#Sona2024: Missed opportunity for economic recovery plan
Instead, this State of the Nation Address (Sona) was groundhog day; the president once again opening Parliament with promises to step up delivery, reinvigorate job creation, repair critically dysfunctional state-owned enterprises that threaten the economy and patting his administration on the back for its ‘successes’ during the previous year.
There’d be tremendous reason to celebrate if South Africans felt that positive change instead of breaking under the reality of crippling economic pressure.
There might even be a moment of cynical mirth in the blatant contradiction of the president’s promise to keep the lights on, and current draft legislation that paints a very different picture.
It’s laughable that Ramaphosa said – and I quote: ‘We are confident that the worst is behind us and the end of load shedding is finally within reach’ – when just a month ago the draft Integrated Resources Plan (IRP) of 2023 was gazetted for public comment, which states unequivocally that load shedding is here to stay until at least 2030.
Either Mineral Resources and Energy Minister Gwede Mantashe was lying in the IRP, or the president did in Sona, because both can’t be true.
But it’s not funny when our economic future is unequivocally tied to our grid security, and that security depends on the performance – or lack thereof – of state-owned Eskom.
Sona's moral oversight
An even more discouraging takeaway from Sona was the International Criminal Court human rights moral high ground the president celebrated, without a single mention of not one, but two South African court judgments against his administration last year for broadly the same offence – human rights violations of all South Africans for not acting to prevent load shedding and its most basic threat to the right to life.
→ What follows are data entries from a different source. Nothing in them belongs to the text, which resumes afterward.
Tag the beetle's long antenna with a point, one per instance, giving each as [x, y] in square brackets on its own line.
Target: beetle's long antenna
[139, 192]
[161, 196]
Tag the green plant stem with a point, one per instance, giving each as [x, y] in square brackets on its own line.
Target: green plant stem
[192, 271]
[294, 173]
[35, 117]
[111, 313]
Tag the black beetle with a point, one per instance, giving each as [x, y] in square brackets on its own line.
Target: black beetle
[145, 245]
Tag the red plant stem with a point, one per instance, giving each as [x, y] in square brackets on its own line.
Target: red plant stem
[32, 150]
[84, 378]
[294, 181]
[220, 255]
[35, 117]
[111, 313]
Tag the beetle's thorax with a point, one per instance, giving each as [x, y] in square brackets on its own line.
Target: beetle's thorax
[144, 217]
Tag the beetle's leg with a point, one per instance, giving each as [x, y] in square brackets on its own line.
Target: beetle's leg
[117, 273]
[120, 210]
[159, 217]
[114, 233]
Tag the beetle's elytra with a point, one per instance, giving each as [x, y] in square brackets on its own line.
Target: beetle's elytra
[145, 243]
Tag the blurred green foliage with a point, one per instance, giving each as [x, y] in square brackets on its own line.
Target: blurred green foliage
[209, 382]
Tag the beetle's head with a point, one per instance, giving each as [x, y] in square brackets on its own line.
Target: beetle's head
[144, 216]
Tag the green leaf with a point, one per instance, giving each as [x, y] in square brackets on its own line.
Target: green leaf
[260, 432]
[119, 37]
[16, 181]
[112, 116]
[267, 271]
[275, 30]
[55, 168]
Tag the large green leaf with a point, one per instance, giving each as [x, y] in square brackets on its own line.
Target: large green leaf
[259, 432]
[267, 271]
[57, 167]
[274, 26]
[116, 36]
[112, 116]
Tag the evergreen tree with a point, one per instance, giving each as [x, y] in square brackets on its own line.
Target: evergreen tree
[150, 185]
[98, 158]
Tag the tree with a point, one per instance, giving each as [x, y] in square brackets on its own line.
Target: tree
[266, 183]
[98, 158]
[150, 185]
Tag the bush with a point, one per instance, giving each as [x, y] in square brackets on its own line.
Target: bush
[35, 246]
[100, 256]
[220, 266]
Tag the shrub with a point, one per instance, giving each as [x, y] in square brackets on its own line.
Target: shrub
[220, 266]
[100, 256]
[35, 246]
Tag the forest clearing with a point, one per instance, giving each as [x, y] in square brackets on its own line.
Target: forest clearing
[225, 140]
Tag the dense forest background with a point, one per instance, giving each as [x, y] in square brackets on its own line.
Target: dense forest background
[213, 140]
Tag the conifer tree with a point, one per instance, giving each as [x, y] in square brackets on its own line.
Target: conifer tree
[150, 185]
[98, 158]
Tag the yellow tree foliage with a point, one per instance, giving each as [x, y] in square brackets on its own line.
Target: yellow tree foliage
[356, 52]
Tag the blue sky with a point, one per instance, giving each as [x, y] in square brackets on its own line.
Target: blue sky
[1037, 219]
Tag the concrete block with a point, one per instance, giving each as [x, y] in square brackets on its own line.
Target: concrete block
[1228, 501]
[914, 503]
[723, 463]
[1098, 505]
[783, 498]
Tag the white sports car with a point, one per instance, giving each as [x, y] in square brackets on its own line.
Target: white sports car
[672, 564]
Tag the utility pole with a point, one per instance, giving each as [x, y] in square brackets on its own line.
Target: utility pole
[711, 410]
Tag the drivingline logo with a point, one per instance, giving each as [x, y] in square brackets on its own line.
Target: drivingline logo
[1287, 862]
There’s no argument against the global promotion of human rights. At the same time, the doctrine of clean hands applies; you can’t preach lofty ideals from a soap box if you’ve been found guilty of the same offence in an independent court of law.
In this year’s Sona the president reminded us that he was chairman of the Constitutional Assembly during the drafting of our Constitution, and noted that "as President, I see it as my primary duty to defend our Constitution, and to work every day to realise its promise".
He’s absolutely right, which is why – with two judicial human rights strikes against his administration in less than a year, in addition to being a founding father of our democracy and incumbent president – a Sona offering a mea culpa and a tangible turnaround strategy would have boosted investor confidence far more than pats on the back for 2023’s governmental performance that over-promised but under-delivered, just like the year before.